March 31, 2014
Eating Organic Food Does Not Reduce Cancer Risk In Women
redOrbit Staff & Wire Reports - Your Universe Online
Dr. Kathryn Bradbury and her colleagues polled approximately 600,000 female subjects who were at least 50 years of age whether or not they regularly consumed organic foods as part of the Million Women Study. They also looked at how many women went on to develop 16 of the most common forms of cancer in the nine-year period following the study.
Overall, approximately 50,000 women developed cancer during that time. However, Dr. Bradbury’s team discovered no difference in the overall cancer risk between the 180,000 women who said that they had never eaten organic food with the roughly 45,000 ladies who said that the usually or always consume organically grown products.
The scientists also looked individually at the 16 most common types of the disease, and found a slight increase in the risk of developing breast cancer and a reduction in the likelihood of contracting non-Hodgkin lymphoma in women who ate primarily organic food. However, that could be due in part to luck and other factors, the authors noted.
“In this large study of middle-aged women in the UK we found no evidence that a woman's overall cancer risk was decreased if she generally ate organic food,” study author and Oxford University epidemiology professor Tim Key said in a statement Friday.
The agricultural industry frequently uses pesticides, and recently many consumers have become concerned that they could increase the risk of cancer. While the study authors report that conventionally grown fruits and vegetables can contain trace amounts of pesticides, there is no evidence to suggest that eating them increases cancer risk.

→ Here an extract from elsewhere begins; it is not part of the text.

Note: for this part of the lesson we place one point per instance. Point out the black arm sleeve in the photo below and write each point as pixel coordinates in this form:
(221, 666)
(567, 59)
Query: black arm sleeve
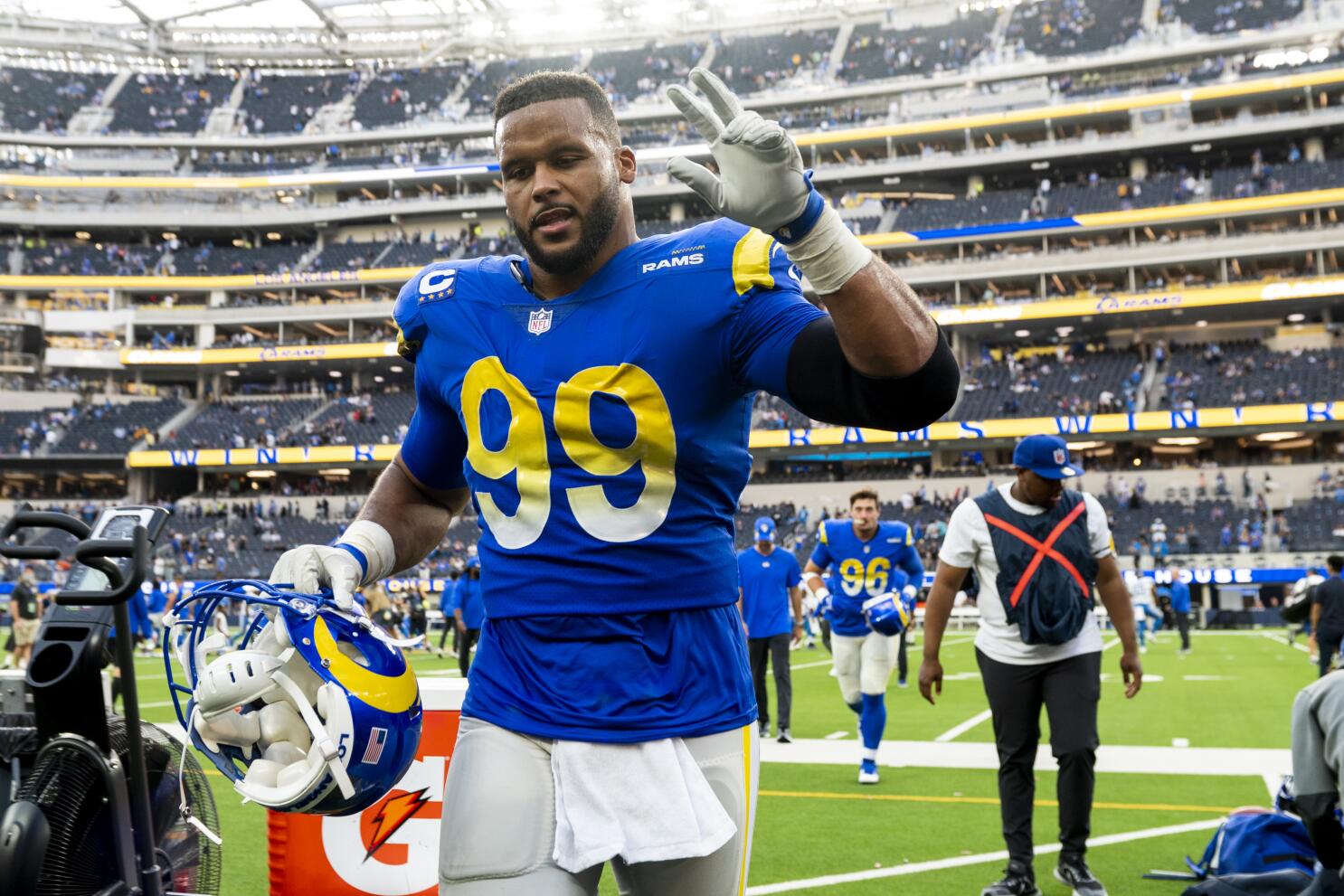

“This study adds to the evidence that eating organically grown food doesn't lower your overall cancer risk. But if you're anxious about pesticide residues on fruit and vegetables, it's a good idea to wash them before eating,” explained Dr. Claire Knight of Cancer Research UK.
“Scientists have estimated that over 9 percent of cancer cases in the UK may be linked to dietary factors, of which almost 5 percent are linked to not eating enough fruit and vegetables,” she added. “So eating a well-balanced diet which is high in fruit and vegetables – whether conventionally grown or not – can help reduce your cancer risk.”